The run input parameters are in file md.mdp and we use the md.gro and md.cpt file from the equilibration step as starting values. Here we only run the simulation for 1 ns but because it is such a small system, it should be easily possible to run this simulation for microseconds, especially when a GPU is available:

mkdir NPT
cd NPT

gmx grompp -f md.mdp -c ../NVT/md.gro -t ../NVT/md.cpt -p ../topology/topol.top -o md.tpr
gmx mdrun -v -deffnm md -nt 4 -cpi -pin on
gmx mdrun parameters and performance tips

See the manual page for gmx mdrun for explanation of all the command line options.

See Getting good performance form mdrun for important information on how to make the most out of your hardward when running MD simulations with GROMACS.
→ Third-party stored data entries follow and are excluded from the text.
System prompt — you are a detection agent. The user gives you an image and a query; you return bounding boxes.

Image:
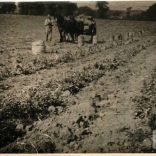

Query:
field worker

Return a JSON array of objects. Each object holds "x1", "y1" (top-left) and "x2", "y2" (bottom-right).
[{"x1": 44, "y1": 15, "x2": 53, "y2": 41}]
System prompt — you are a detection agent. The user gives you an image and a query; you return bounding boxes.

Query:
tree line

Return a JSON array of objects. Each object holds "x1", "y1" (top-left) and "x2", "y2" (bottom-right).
[
  {"x1": 0, "y1": 1, "x2": 109, "y2": 18},
  {"x1": 0, "y1": 1, "x2": 156, "y2": 21}
]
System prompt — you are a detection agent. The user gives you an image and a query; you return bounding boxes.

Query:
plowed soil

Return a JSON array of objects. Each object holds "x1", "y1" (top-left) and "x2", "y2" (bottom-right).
[{"x1": 0, "y1": 15, "x2": 156, "y2": 153}]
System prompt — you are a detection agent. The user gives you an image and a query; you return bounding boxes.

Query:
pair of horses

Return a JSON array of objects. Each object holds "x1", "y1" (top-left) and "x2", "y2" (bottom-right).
[{"x1": 55, "y1": 15, "x2": 96, "y2": 42}]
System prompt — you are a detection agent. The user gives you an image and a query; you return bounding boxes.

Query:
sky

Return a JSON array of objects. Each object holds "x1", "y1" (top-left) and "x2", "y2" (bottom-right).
[{"x1": 77, "y1": 1, "x2": 156, "y2": 10}]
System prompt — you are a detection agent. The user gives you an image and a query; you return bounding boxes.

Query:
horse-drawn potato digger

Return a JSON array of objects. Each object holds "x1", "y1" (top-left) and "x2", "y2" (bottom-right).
[{"x1": 55, "y1": 15, "x2": 96, "y2": 42}]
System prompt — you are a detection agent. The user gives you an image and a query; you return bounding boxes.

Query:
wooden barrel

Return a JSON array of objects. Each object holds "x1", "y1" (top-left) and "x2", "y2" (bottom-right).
[
  {"x1": 32, "y1": 40, "x2": 45, "y2": 55},
  {"x1": 78, "y1": 35, "x2": 84, "y2": 47}
]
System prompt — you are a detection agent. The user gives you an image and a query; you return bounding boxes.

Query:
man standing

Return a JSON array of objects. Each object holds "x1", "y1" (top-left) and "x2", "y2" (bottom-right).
[{"x1": 44, "y1": 15, "x2": 53, "y2": 41}]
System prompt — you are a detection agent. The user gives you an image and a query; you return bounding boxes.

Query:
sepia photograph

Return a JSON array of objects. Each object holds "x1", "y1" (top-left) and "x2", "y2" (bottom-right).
[{"x1": 0, "y1": 0, "x2": 156, "y2": 155}]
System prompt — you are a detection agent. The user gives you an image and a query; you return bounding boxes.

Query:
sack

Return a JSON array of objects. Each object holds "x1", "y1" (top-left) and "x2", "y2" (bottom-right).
[{"x1": 32, "y1": 40, "x2": 45, "y2": 55}]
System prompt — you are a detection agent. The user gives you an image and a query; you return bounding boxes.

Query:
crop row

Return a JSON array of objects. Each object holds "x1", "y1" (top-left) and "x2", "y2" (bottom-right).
[{"x1": 0, "y1": 30, "x2": 149, "y2": 80}]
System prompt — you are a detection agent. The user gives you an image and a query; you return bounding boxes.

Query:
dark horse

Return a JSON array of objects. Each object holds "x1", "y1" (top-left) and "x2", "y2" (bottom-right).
[{"x1": 55, "y1": 15, "x2": 96, "y2": 42}]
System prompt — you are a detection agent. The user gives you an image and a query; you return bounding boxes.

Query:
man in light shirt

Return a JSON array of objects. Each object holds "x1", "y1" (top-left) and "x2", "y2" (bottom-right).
[{"x1": 44, "y1": 15, "x2": 53, "y2": 41}]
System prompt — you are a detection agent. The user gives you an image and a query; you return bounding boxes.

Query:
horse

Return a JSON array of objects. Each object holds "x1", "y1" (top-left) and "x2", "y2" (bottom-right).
[{"x1": 55, "y1": 15, "x2": 96, "y2": 42}]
The MDP file was set up so that GROMACS would write coordinates to a compressed trajectory XTC file (md.xtc) every 1 ps, and coordinates and velocities to the full-precision TRR file (md.trr) every 100 ps. The XTC file saves disk space with a lossy compression that only saves coordinates with a precision of 0.001 nm, which is sufficient for most analysis of classical MD trajectories; however, as starting points for ab-initio MD we want to use full float32 precision and velocities so we use the TRR file.